Le projet, lancé en 2022 par la présidente de l’UASF, Françoise Millet-Leroux, vise à attribuer une bourse à un ou une étudiante suisse, membre d’un club affilié à l’UASF, désireux d’effectuer ses études supérieures en Suisse. Le but affiché: motiver des jeunes à adhérer aux clubs pour les rajeunir.

L’idée, allégée de plusieurs éléments, est donc remise sur la table pour la troisième assemblée consécutive. La voix de Maggy-Laure Giorgini, présidente du club suisse du Pays de Gex, s’élève: «Je pense que l’UASF devrait d’abord soutenir financièrement les associations qui lui sont affiliées plutôt qu’un hypothétique étudiant». Le pavé dans la mare – le même depuis trois ans – est jeté. Plusieurs têtes opinent dans les rangs.

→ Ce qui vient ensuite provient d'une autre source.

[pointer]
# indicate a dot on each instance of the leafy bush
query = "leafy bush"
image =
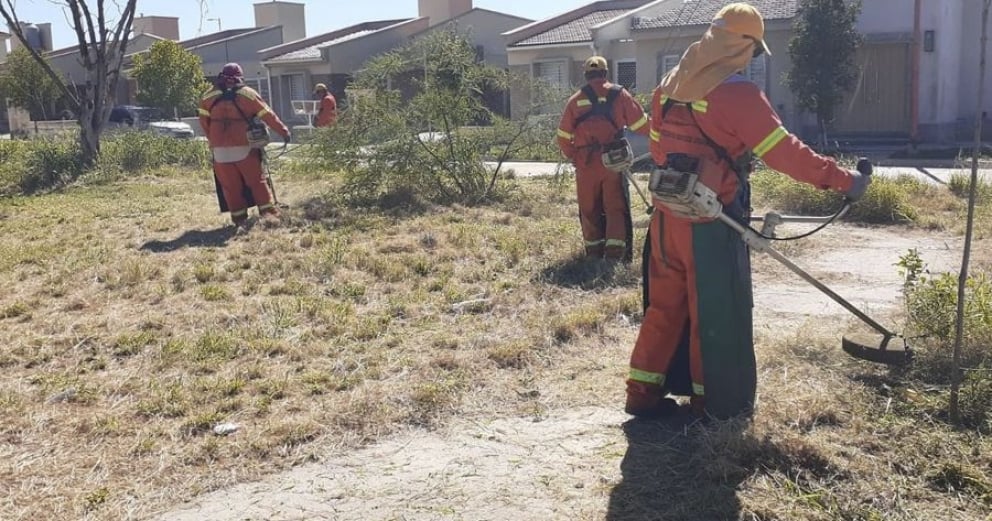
(931, 305)
(960, 185)
(29, 166)
(885, 202)
(132, 152)
(425, 134)
(38, 164)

Outre Françoise Millet-Leroux, plusieurs présidents de club prennent la défense du projet. «Il est important que l’UASF poursuive sa tradition sociale», déclare Paolo Lupo, président de Genevois sans frontières. «Ce projet pourrait mobiliser et permettre de retrouver des jeunes sur le long terme», estime Jean-Michel Begey, de la Société suisse de Bordeaux. Daniel Fau, président de la Société suisse de Besançon, conclut: «Est-ce le rôle de l’UASF de combler les finances de ses membres?»

Au vote, la nouvelle mouture du projet est enfin acceptée par 38 voix contre 4 refus et 0 abstention.

La voix de Maggy-Laure Giorgini résonne pour la dernière fois: «Je vous annonce que, dès la semaine prochaine, j’entreprendrai les démarches pour que le club du Pays de Gex quitte l’UASF.»